CLINICAL PHARMACOLOGY
Mechanism Of Action
Endogenous pulmonary surfactant reduces surface tension at the air-liquid interface of the alveoli during ventilation and stabilizes the alveoli against collapse at resting transpulmonary pressures. A deficiency of pulmonary surfactant in preterm infants results in Respiratory Distress Syndrome (RDS) characterized by poor lung expansion, inadequate gas exchange, and a gradual collapse of the lungs (atelectasis).

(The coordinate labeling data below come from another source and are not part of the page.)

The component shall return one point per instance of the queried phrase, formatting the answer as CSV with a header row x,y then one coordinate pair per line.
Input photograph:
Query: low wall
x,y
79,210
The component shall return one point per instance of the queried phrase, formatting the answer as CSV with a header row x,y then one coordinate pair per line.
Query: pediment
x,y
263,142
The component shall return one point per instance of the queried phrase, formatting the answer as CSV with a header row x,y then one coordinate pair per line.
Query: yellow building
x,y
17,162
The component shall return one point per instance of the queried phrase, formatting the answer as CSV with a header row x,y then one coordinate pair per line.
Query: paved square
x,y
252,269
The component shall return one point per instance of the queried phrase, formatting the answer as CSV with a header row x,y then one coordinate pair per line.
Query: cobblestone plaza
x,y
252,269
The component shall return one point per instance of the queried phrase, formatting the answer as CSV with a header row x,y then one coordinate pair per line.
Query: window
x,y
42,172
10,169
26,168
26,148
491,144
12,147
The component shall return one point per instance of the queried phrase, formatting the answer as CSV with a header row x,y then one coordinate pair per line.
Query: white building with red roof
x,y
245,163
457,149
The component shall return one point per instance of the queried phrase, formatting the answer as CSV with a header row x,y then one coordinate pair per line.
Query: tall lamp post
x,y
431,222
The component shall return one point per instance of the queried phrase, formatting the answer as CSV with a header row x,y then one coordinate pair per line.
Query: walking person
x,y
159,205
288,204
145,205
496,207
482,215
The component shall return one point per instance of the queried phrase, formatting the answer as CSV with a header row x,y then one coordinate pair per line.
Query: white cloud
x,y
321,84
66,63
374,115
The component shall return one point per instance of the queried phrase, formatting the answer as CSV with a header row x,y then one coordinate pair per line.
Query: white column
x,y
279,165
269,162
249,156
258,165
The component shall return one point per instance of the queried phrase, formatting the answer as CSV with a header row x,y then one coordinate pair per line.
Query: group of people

CUROSURF compensates for the deficiency of surfactant and restores surface activity to the lungs of these infants.
Pharmacodynamics
In vitro -CUROSURF lowers minimum surface tension to ≤ 4mN/m as measured by the Wilhelmy Balance System.
Pharmacokinetics
CUROSURF is administered directly to the lung, where biophysical effects occur at the alveolar surface. No human pharmacokinetic studies have been performed to characterize the absorption, biotransformation, or elimination of CUROSURF.
Clinical Studies
Rescue Treatment Of Respiratory Distress Syndrome
The clinical efficacy of CUROSURF in the treatment of established Respiratory Distress Syndrome (RDS) in premature infants was demonstrated in one single-dose study (Study 1) and one multiple-dose study (Study 2) involving approximately 500 infants. Each study was randomized, multicenter, and controlled.
In study 1, premature infants 700 to 2000 grams birth weight with RDS requiring mechanical ventilation and a FiO2 ≥ 0.60 were enrolled. CUROSURF 2.5 mL/kg single dose (200 mg/kg) or control (disconnection from the ventilator and manual ventilation for 2 minutes) was administered after RDS developed and before 15 hours of age. The results from Study 1 are shown below in Table 2.
Table 2: Study 1 Results in Premature Infants with Respiratory Distress Syndrome
Efficacy Parameter | Single Dose CUROSURF n=78 | Control n=67 | p-Value |
Mortality at 28 Days (All Causes) | 31% | 48% | ≤0.05 |
Bronchopulmonary Dysplasia* | 18% | 22% | N.S. |
Pneumothorax | 21% | 36% | ≤0.05 |
Pulmonary Interstitial Emphysema | 21% | 38% | ≤0.05 |
*Bronchopulmonary dysplasia (BPD) diagnosed by positive x-ray and supplemental oxygen dependence at 28 days of life. N.S.: not statistically significant |
In Study 2, premature infants 700 to 2000 g birth weight with RDS requiring mechanical ventilation and a FiO2 ≥ 0.60 were enrolled. In this two-arm trial, CUROSURF was administered after RDS developed and before 15 hours of age, as a single-dose or as multiple doses. In the single-dose arm, infants received CUROSURF 2.5 mL/kg (200 mg/kg). In the multiple-dose arm, the initial dose of CUROSURF was 2.5 mL/kg followed by up to two 1.25 mL/kg (100 mg/kg) doses of CUROSURF. The results from Study 2 are shown below in Table 3.
Table 3: Study 2 Results in Premature Infants with Respiratory Distress Syndrome
Efficacy Parameter | Single Dose CUROSURF n=184 Rate (%) | Multiple Dose CUROSURF n=173 Rate (%) | p-Value |
Mortality at 28 Days (All Causes) | 21 | 13 | 0.048 |
Bronchopulmonary Dysplasia* | 18 | 18 | N.S. |
Pneumothorax | 17 | 9 | 0.03 |
Pulmonary Interstitial Emphysema | 27 | 22 | N.S |
*Bronchopulmonary dysplasia (BPD) diagnosed by positive x-ray and supplemental oxygen dependence at 28 days of life. N.S.: not statistically significant |
There is no controlled experience on the effects of administering initial doses of CUROSURF other than 2.5 mL/kg (200 mg/kg), subsequent doses other than 1.25 mL/kg (100 mg/kg), administration of more than three total doses, dosing more frequently than every 12 hours, or initiating therapy with CUROSURF more than 15 hours after diagnosing RDS. Adequate data are not available on the use of CUROSURF in conjunction with experimental therapies of RDS, e.g., high-frequency ventilation or extracorporeal membrane oxygenation.